We prefer to start with a special Basemark CL benchmark, which replicates typical tasks, which use OpenCL calculations, such as image processing or physics simulation with results visualization. Moreover, Basemark CL takes into account the arithmetic capacity of the OpenCL calculator unit.
The advantage of the AMD APU is obvious and undisputed. At the same time Basemark CL reveals a significant increase in Richland performance compared with Trinity. Looks like the driver optimizations do the trick here.
The second OpenCL benchmark we used was SVPMark 3. It is a specialized performance benchmark for the SmoothVideo Project software which improves video playback smoothness by inserting new intermediary frames into the video stream.
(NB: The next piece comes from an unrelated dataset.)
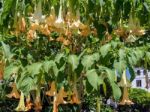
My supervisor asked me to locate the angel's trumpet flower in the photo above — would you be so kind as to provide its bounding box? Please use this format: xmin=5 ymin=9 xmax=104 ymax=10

This software makes active use of GPU resources via OpenCL.
Here AMD A10-6800K is again considerably faster than Intel processors. However, the performance difference between them and their predecessors with Trinity design is truly insignificant and makes only 3%.
One of the greatest achievements in the APU concept that indicates its broad adoption by the software market is the introduction of OpenCL support in a popular WinZIP archiving utility. We used WinZIP 17.5 to compare the compression speed of 850 MB a folder with files into zipx format.
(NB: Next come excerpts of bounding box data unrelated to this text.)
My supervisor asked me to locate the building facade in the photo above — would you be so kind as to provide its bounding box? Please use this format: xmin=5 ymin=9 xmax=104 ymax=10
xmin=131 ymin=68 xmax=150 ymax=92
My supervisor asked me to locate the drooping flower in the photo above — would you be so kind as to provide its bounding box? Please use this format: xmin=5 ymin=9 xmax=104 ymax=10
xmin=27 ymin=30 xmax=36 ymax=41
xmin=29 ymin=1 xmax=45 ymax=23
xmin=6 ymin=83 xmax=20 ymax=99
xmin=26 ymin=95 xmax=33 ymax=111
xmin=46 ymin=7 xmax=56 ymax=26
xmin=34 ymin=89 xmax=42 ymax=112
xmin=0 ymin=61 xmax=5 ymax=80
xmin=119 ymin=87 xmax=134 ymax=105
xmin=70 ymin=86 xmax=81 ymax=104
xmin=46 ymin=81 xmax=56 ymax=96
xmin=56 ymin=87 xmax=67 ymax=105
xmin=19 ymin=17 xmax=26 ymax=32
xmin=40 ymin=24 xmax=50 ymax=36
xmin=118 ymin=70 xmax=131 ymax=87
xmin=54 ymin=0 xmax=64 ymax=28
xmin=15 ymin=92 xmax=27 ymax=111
Calculations acceleration in OpenCL helps AMD processors to outperform Core i3-3225. However, both, Richland and Trinity products fail to beat the quad-core Core i5-3330. Note that the performance difference between A10-6800K and A10-5800K is about 8% in this case.
Another example of a popular OpenCL-compatible application is the professional video editing tool Sony Vegas Pro 12. When rendering video, it can distribute the load among all the computing resources of hybrid processors.
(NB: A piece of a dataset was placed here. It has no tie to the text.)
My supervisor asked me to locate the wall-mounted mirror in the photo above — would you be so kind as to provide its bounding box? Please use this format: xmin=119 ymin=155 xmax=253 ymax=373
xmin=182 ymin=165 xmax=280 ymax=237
The performance differences between A10-6800K and A10-5800K are minimal, but there is another remarkable fact here: Core i3-3225 with Intel HD Graphics 4000 graphics core offers better performance here than AMD APUs.
The other popular video processing task is transcoding. Today, every graphics core developer has realized that specialized transcoders should be integrated into their solutions. We checked out the transcoding capabilities of the tested processors using CyberLink MediaEspresso 6.7 that supports both Intel Quick Sync and AMD VCE. During this test, a 1.5GB 1080p H.264 video clip (a 20-minute episode of a TV series) was transcoded into a lower-resolution format for viewing on an iPhone 4S (H.264, 1280x768 pixels, about 6 Mbps bitrate).
It is very difficult to compete against Intel Quick Sync in video transcoding speed. Intel’s transcoding implementation uses a highly efficient combination of specialized hardware units and has some of the tasks processed using graphics core resources. AMD solution merely relays the calculations to parallel stream processors, which generates certain bottlenecks taking into account the transcoding algorithm specifics. As a result, even the junior Intel HD Graphics core model 2500 offers 2.5 times faster transcoding speeds than A10-6800K. As for the Richland design, as we can see, it didn’t produce almost any gain compared with Trinity.